St. GallenEngelgasse-Mord kurz vor Aufklärung?

Der Millionär Werner K.* ist 2004 kaltblütig erschlagen worden. Damals wurden 250 Personen überprüft – ohne Erfolg. Nach sechs Jahren hat sich jetzt der mutmassliche Täter gestellt.

von
tob
Der Tatort an der Engelgasse in St. Gallen. (tob)

Der Tatort an der Engelgasse in St. Gallen. (tob)

Die Suche nach dem Engelgasse-Mörder könnte bald zu Ende sein: Ein 65-jähriger Mann hat sich laut den «St. Galler Nachrichten» bei der Polizei selbst angezeigt. Er soll Werner K. am 20. April 2004 in St. Gallen getötet haben. Bei den Behörden will man dies bisher weder ­bestätigen noch dementieren: «Wir befinden uns in einer heiklen Ermittlungsphase», so Kapo-Sprecher Hans Peter Eugs­ter.
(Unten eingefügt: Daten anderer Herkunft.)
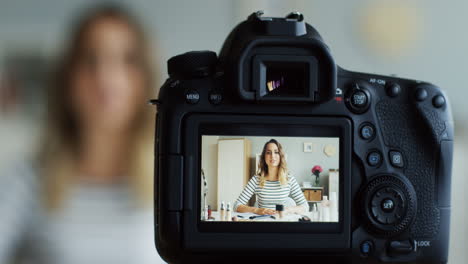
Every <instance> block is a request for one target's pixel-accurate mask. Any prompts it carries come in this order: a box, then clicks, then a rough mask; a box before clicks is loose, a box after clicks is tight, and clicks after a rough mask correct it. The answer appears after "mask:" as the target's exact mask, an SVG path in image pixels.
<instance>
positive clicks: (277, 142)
mask: <svg viewBox="0 0 468 264" xmlns="http://www.w3.org/2000/svg"><path fill="white" fill-rule="evenodd" d="M270 143H273V144H275V145H276V147H277V148H278V152H279V155H280V162H279V165H278V167H279V168H278V180H279V182H280V184H281V185H286V184H288V165H287V163H286V158H285V155H284V151H283V146H281V144H280V143H279V142H278V141H277V140H276V139H270V140H269V141H268V142H266V143H265V145H264V146H263V150H262V154H261V155H260V161H259V162H258V171H257V175H258V176H259V177H260V181H259V182H260V183H259V185H260V187H261V188H263V187H264V186H265V181H266V179H265V176H266V174H268V165H267V164H266V162H265V154H266V151H267V146H268V144H270Z"/></svg>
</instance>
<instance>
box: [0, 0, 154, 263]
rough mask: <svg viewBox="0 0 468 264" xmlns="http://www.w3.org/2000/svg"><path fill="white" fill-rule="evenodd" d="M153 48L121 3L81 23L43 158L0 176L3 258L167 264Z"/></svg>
mask: <svg viewBox="0 0 468 264" xmlns="http://www.w3.org/2000/svg"><path fill="white" fill-rule="evenodd" d="M148 48H149V47H148V44H147V40H146V37H145V34H144V32H143V29H142V27H141V26H140V24H139V23H137V21H136V20H135V18H134V17H132V16H131V15H130V14H128V12H127V11H125V10H123V9H121V8H118V7H114V6H102V7H99V8H96V9H93V10H90V11H88V12H86V14H85V15H84V16H82V17H81V20H79V22H78V23H77V24H76V27H75V28H74V30H73V31H72V35H71V39H70V42H69V43H68V44H67V45H66V49H65V54H64V55H63V57H62V60H61V61H60V64H59V67H58V71H57V73H56V75H55V79H54V85H52V86H51V90H50V91H49V95H50V98H49V100H48V106H49V108H48V110H49V111H48V120H47V127H46V133H45V139H44V141H43V148H42V150H41V152H40V155H39V162H37V166H33V167H24V166H23V168H19V169H18V168H17V169H14V170H12V171H11V172H10V173H8V174H6V176H5V177H2V178H1V180H2V181H6V182H3V183H0V196H1V197H0V214H1V215H2V217H1V218H2V219H1V220H0V234H1V236H0V263H8V260H9V259H12V258H14V257H15V256H18V255H19V256H22V258H23V259H30V260H31V262H33V263H38V262H40V261H39V260H41V261H42V262H44V263H61V264H68V263H114V264H115V263H139V264H140V263H162V260H161V259H160V258H159V257H158V255H157V252H156V249H155V248H154V242H153V236H154V235H153V234H154V232H153V224H152V223H153V213H152V190H153V189H152V187H153V184H152V177H153V163H152V162H153V129H154V122H153V120H154V111H152V109H151V108H150V107H148V106H147V105H146V101H147V100H148V99H149V98H150V97H151V95H154V94H155V93H154V91H153V90H152V89H151V88H152V87H153V83H154V82H153V81H154V80H153V78H152V77H153V74H154V72H153V69H152V67H151V64H150V58H151V57H150V56H149V52H148ZM40 198H43V199H40ZM25 249H26V250H25ZM25 252H26V253H25ZM28 256H29V257H28Z"/></svg>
Bei den Ermittlungen tappte die Polizei bisher im Dunkeln: Selbst eine Belohnung von 10 000 Franken und die Befragung von 250 Personen führten nicht zum Täter.
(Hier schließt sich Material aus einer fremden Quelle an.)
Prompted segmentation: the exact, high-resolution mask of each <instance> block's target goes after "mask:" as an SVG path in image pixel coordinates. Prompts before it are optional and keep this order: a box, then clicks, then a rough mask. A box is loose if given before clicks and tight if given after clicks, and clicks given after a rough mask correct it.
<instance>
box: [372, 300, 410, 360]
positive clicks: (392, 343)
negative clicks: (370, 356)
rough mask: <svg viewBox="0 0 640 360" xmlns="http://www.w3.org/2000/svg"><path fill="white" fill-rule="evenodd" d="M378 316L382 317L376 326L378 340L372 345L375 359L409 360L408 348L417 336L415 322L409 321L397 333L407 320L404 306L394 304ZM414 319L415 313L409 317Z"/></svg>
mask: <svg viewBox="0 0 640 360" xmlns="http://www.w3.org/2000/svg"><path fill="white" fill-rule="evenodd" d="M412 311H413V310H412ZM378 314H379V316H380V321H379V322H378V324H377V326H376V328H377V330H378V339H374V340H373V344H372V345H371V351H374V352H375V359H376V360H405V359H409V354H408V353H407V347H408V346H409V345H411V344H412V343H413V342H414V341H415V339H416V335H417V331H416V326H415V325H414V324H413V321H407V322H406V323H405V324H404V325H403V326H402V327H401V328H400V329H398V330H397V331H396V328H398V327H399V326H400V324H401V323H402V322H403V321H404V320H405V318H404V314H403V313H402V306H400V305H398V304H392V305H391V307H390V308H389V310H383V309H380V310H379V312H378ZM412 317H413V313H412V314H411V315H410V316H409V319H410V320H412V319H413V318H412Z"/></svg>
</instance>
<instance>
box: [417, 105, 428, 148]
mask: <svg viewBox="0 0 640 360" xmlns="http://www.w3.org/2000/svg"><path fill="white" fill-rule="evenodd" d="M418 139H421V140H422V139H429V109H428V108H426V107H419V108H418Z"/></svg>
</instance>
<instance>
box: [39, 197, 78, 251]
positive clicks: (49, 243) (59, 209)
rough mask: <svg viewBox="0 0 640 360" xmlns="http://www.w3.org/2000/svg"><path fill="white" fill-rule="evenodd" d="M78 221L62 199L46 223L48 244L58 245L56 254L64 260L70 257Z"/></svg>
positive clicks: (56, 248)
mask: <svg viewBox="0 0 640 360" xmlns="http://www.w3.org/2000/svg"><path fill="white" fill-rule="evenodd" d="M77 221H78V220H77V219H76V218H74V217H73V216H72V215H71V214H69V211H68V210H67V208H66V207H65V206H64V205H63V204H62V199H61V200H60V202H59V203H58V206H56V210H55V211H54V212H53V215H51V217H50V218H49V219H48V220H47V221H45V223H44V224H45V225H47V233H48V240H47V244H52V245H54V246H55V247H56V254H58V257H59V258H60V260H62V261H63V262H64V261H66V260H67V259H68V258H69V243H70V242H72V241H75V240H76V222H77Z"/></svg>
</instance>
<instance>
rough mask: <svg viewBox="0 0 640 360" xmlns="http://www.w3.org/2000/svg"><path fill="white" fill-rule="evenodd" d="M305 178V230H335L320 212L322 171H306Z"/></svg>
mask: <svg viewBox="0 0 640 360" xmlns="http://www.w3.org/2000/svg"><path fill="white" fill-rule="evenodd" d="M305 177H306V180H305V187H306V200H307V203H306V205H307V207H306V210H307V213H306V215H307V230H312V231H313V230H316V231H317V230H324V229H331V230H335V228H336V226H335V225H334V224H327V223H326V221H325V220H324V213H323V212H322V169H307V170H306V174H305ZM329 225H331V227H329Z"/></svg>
Das Opfer, Werner K., wohnte allein in einem Backsteinhaus an der Engelgasse. An einem Dienstagabend wollte ihn ein Bekannter besuchen. Er stieg die Treppe hoch, dann der Schock: K. lag tot im Kor­ridor – erschlagen mit einem Hammer. Laut «St. Galler Nachrichten» besass K. auch eine Liegenschaft in Thailand, wo er «Männerfreundschaften genoss». Einem Bekannten soll er anvertraut haben, dass er einen Erzfeind habe und sich vor ihm fürchten müsse. Ob es sich dabei um den 65-Jährigen handelt, ist noch unklar.